Le autorità sanitarie europee hanno espresso il loro verdetto: il rischio per gli umani di ammalarsi di influenza aviaria “rimane basso”.
La grande incognita che negli ultimi tempi ha accompagnato ogni notizia sull’influenza aviaria riguarda i potenziali rischi per l’uomo. Prima di buttarci in allarmismi più o meno giustificati è bene ricordare qualche piccola regola: prima cosa, stiamo affrontando la peggiore epidemia di aviaria di sempre. Ne consegue che sì, è normale (per quanto spiacevole) che si stiano registrando casi anche negli esseri umani (talvolta letali, come accaduto in Cambogia). Allo stesso tempo, le crescenti positività riscontrate nei mammiferi – puzzole, leoni marini e volpi i casi più recenti – alimentano i timori della comunità scientifica (e non solo): non è che ‘sto virus decide di cominciare a contagiare pure gli umani con maggiore frequenza?
Influenza aviaria: il rischio per gli umani e lo scenario pandemia
Riportiamo l’ultimo rapporto sul tema dell’Autorità europea per la sicurezza alimentare (Efsa), il Centro europeo per la prevenzione e il controllo delle malattie (Ecdc) e il laboratorio di riferimento dell’Ue (Eurl): il rischio per gli umani di contrarre l’influenza aviaria “rimane basso“. La cronaca racconta di diversi casi nei Paesi esterni al blocco dell’Unione europea, ma le autorità sanitarie assicurano: si tratta di infezioni “correlate a persone esposte a pollame malato e morto, che non indossavano dispositivi di protezione individuale, in particolare negli allevamenti da cortile”.

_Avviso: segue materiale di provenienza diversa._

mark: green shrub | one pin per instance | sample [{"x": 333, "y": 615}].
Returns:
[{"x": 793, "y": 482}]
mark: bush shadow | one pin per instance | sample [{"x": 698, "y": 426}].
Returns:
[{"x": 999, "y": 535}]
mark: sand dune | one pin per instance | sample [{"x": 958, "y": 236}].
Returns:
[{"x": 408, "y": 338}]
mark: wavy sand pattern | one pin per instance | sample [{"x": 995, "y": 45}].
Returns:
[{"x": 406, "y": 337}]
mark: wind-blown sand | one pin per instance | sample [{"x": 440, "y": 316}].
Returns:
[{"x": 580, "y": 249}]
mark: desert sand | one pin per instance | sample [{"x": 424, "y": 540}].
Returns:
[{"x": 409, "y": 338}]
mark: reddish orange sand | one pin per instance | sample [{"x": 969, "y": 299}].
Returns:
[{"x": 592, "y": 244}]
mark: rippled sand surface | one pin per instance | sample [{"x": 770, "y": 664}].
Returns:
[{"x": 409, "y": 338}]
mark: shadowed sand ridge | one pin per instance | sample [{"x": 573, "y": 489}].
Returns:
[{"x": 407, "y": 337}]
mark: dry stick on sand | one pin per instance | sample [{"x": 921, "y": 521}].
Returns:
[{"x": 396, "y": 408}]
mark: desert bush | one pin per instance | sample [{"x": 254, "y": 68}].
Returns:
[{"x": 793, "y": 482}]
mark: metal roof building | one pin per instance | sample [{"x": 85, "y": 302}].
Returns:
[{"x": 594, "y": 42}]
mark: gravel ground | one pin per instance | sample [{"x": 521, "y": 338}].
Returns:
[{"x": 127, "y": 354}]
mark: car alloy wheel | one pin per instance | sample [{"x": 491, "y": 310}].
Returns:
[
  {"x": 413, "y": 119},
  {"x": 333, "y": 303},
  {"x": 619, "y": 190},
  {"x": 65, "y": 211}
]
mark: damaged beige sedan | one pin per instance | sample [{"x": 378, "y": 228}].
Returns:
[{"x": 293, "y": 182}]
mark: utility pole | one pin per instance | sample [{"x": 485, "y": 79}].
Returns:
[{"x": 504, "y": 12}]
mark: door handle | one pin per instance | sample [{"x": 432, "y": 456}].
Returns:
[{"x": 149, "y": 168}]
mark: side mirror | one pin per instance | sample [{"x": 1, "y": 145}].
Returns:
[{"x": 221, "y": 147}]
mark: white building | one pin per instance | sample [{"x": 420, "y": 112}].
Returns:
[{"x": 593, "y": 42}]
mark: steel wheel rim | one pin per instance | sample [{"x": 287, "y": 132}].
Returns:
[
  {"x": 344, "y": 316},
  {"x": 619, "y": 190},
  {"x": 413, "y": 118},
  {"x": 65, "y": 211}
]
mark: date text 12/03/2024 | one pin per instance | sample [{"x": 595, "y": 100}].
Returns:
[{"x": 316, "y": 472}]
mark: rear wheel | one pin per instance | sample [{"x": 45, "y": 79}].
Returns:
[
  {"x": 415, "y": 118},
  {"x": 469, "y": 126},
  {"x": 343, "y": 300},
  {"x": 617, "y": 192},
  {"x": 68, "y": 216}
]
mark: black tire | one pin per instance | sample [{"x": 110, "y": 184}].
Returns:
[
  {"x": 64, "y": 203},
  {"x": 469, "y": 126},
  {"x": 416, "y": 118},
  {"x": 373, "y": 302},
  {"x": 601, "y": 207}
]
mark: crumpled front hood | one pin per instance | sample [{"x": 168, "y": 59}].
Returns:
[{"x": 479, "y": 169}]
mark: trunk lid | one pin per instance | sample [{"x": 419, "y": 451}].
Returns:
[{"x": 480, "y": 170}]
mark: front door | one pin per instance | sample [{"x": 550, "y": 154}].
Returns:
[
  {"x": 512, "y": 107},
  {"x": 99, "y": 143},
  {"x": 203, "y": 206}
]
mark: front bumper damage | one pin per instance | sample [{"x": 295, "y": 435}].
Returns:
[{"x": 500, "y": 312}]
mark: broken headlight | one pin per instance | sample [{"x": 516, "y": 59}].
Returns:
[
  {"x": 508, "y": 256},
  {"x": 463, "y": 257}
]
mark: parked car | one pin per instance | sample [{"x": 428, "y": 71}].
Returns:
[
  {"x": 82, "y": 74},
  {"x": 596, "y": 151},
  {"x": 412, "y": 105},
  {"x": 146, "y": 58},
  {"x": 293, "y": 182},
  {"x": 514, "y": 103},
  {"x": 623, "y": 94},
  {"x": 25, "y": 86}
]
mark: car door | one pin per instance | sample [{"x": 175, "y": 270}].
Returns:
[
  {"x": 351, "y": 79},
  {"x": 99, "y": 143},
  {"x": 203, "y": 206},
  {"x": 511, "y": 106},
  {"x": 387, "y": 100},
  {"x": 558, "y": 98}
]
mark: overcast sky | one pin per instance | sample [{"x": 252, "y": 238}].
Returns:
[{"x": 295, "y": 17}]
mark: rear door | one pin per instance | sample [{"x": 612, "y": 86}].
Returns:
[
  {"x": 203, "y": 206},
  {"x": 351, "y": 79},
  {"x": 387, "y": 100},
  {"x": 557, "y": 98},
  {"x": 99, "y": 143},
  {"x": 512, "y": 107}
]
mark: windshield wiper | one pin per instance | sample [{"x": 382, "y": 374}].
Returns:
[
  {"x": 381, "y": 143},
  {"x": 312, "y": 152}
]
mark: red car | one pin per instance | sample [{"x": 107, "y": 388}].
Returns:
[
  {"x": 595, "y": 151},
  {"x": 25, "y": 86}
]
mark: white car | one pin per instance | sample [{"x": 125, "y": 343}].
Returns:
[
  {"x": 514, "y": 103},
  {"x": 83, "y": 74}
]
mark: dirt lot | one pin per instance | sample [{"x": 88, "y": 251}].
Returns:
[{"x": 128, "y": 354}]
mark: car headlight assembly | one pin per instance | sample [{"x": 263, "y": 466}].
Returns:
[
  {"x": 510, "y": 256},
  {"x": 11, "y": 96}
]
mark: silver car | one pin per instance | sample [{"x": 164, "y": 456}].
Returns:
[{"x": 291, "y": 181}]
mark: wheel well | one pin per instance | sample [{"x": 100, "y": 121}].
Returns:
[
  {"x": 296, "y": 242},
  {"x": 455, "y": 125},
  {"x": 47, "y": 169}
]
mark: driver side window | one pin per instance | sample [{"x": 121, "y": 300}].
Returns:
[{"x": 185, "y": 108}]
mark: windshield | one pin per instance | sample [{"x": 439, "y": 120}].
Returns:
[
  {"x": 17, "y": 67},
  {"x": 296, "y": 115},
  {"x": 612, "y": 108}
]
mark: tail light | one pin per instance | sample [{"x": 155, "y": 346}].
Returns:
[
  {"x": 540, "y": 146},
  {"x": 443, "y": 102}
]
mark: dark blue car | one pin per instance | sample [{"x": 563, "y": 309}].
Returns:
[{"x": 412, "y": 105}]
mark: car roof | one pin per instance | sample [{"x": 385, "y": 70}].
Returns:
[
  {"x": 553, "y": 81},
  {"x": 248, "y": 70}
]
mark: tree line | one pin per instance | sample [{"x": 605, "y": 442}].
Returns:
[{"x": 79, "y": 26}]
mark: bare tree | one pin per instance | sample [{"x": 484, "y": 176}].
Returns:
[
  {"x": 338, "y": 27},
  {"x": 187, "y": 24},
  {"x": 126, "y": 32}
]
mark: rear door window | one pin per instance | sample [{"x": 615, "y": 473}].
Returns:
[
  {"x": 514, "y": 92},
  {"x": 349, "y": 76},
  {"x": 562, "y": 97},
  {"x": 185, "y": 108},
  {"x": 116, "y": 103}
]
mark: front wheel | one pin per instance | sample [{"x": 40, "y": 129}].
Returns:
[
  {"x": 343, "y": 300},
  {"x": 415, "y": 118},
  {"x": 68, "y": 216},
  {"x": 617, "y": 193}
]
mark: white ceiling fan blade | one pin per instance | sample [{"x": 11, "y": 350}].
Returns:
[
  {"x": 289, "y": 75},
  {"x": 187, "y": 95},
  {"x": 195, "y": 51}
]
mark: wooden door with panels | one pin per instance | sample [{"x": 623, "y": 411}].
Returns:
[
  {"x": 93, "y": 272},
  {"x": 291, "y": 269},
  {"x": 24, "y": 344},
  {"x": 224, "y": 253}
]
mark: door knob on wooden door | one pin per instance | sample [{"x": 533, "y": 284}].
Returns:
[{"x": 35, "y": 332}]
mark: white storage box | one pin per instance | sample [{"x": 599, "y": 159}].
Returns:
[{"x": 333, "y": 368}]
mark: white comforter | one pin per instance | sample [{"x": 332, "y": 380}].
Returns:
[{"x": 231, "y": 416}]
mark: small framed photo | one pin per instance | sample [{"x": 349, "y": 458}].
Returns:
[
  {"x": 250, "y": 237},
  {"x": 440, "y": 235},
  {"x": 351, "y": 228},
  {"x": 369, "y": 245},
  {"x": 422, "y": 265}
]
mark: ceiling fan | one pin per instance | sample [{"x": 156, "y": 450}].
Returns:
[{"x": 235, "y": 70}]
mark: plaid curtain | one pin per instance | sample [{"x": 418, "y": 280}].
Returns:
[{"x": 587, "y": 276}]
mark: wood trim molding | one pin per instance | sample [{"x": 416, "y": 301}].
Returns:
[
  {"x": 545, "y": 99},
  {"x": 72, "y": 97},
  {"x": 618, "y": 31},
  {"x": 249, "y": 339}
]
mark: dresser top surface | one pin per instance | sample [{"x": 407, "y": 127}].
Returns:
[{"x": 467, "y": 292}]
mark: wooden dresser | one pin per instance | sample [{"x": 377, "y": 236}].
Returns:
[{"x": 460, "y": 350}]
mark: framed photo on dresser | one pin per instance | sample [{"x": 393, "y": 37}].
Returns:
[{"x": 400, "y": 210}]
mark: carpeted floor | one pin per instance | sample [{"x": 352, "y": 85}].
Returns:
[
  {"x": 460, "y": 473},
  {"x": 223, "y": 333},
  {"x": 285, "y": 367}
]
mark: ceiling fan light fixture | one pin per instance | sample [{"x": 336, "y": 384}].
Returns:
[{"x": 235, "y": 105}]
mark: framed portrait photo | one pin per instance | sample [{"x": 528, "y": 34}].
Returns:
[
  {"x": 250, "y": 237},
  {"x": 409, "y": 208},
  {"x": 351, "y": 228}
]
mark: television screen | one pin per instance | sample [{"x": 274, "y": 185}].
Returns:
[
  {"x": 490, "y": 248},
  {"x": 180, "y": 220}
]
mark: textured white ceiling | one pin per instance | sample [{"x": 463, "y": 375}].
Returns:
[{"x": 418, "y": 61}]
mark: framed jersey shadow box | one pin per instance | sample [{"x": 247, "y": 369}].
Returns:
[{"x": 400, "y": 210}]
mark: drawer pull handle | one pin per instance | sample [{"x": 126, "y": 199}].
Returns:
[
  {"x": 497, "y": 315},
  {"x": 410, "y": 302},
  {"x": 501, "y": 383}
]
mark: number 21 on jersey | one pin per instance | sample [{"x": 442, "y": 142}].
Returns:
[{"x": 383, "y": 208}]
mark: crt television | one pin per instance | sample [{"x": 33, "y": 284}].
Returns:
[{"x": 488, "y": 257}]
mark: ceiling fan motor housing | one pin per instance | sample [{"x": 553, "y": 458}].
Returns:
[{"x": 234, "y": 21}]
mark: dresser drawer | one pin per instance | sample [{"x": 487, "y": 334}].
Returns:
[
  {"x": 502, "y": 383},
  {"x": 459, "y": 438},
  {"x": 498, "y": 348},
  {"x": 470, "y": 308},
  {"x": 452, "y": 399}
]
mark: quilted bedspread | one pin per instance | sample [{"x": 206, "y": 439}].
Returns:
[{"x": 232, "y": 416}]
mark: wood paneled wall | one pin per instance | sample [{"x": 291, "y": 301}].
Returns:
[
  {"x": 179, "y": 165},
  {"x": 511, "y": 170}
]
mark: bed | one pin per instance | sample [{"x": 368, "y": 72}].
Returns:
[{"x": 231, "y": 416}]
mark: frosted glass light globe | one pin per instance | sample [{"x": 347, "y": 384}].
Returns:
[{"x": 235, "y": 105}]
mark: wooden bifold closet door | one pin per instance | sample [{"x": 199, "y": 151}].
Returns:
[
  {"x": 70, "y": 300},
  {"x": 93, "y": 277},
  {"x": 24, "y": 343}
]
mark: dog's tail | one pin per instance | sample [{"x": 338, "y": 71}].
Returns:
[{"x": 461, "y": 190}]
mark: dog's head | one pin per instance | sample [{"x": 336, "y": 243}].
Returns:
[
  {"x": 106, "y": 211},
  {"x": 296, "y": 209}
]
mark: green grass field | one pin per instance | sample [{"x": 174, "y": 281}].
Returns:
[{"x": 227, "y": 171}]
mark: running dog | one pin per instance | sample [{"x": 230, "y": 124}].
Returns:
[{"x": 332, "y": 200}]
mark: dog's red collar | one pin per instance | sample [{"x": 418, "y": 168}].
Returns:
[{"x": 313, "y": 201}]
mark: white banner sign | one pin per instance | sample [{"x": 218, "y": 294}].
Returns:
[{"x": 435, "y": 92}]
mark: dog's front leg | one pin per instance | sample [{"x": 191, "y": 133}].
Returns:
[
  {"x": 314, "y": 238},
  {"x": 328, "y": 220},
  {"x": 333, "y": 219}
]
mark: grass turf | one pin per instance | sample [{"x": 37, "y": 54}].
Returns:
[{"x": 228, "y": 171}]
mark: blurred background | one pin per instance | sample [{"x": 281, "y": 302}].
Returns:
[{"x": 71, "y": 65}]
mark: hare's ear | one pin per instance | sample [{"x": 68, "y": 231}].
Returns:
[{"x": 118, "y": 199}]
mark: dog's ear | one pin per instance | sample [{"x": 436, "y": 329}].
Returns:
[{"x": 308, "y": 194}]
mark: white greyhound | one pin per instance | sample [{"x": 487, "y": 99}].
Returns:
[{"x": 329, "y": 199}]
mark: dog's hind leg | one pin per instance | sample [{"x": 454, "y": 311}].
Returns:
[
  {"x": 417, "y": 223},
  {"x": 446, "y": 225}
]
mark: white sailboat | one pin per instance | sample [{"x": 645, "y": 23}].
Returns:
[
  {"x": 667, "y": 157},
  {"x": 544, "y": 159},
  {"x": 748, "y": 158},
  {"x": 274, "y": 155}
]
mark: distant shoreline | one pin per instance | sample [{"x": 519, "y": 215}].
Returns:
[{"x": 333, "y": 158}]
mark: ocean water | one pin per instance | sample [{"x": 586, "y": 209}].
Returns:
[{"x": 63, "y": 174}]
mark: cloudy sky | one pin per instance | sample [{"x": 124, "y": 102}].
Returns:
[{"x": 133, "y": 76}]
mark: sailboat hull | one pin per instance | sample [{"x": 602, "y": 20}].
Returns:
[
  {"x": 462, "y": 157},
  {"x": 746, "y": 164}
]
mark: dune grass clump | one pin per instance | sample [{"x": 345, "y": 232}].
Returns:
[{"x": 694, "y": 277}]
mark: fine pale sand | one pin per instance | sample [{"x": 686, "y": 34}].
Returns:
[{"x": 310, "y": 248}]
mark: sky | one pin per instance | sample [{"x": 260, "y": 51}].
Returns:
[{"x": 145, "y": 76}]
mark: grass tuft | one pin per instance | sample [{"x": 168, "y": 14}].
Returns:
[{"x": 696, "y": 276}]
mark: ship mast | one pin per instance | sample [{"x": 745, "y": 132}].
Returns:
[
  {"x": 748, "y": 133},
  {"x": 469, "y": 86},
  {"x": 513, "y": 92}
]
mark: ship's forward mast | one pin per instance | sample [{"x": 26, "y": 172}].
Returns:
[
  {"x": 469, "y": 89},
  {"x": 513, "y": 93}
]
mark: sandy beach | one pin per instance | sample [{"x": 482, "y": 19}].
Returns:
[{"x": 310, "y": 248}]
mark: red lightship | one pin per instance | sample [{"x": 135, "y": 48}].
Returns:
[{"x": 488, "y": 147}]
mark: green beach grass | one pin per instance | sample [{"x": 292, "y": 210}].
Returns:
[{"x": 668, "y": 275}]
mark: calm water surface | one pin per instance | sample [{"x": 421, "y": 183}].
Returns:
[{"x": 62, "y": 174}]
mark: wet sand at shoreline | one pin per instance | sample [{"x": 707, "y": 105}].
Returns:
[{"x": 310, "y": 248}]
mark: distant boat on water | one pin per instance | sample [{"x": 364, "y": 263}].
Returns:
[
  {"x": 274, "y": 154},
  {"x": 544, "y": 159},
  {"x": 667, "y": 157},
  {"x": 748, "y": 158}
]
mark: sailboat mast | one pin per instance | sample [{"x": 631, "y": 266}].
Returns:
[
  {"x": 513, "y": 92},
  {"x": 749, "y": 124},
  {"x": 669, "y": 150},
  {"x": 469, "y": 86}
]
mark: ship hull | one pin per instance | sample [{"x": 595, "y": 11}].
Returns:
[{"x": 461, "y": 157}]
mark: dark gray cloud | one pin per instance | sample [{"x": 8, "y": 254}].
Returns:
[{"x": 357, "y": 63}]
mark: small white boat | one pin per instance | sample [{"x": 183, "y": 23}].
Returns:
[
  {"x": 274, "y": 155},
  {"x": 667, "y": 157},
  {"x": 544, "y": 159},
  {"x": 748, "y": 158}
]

Il che naturalmente significa che se per lavoro o per altri motivi vi dovesse capitare di entrare in contatto con uccelli (e a sto punto pure mammiferi) morti e potenzialmente infetti è cosa buona e giusta allontanarsi a passi lunghi e ben distesi e contattare quanto prima le autorità sanitarie locali.
Ora, ammesso che in Europa il rischio rimane basso, questo non significa che sia tutto rose e fiori: l’Efsa ha segnalato una mortalità anormale nei gabbiani in Italia, Francia, Belgio e Paesi Bassi; e concluso che il rischio di infezione nei prossimi mesi potrebbe aumentare “con la diffusione dei gabbiani nell’entroterra, che potrebbe sovrapporsi alle aree di produzione del pollame”.
Occhio ai gabbiani, in altre parole. E il discorso pandemia, che ormai pare andare tanto di moda ? Il verdetto della comunità scientifica è unanime: il rischio è assolutamente remoto – il virus dovrebbe andare incontro a una serie di lunghe mutazioni per riuscire a sviluppare la capacità di saltare da un essere umano a un altro -, ma comunque esistente. Addirittura, prima che il Covid si abbattesse sulle nostre vite, l’influenza aviaria era in cima alla lista delle preoccupazioni degli scienziati: “Si teme che abbia un potenziale pandemico”, aveva affermato Wendy Blay Puryear, virologa molecolare presso la Tufts University nel Massachusetts (Usa) in un’intervista al The Guardian.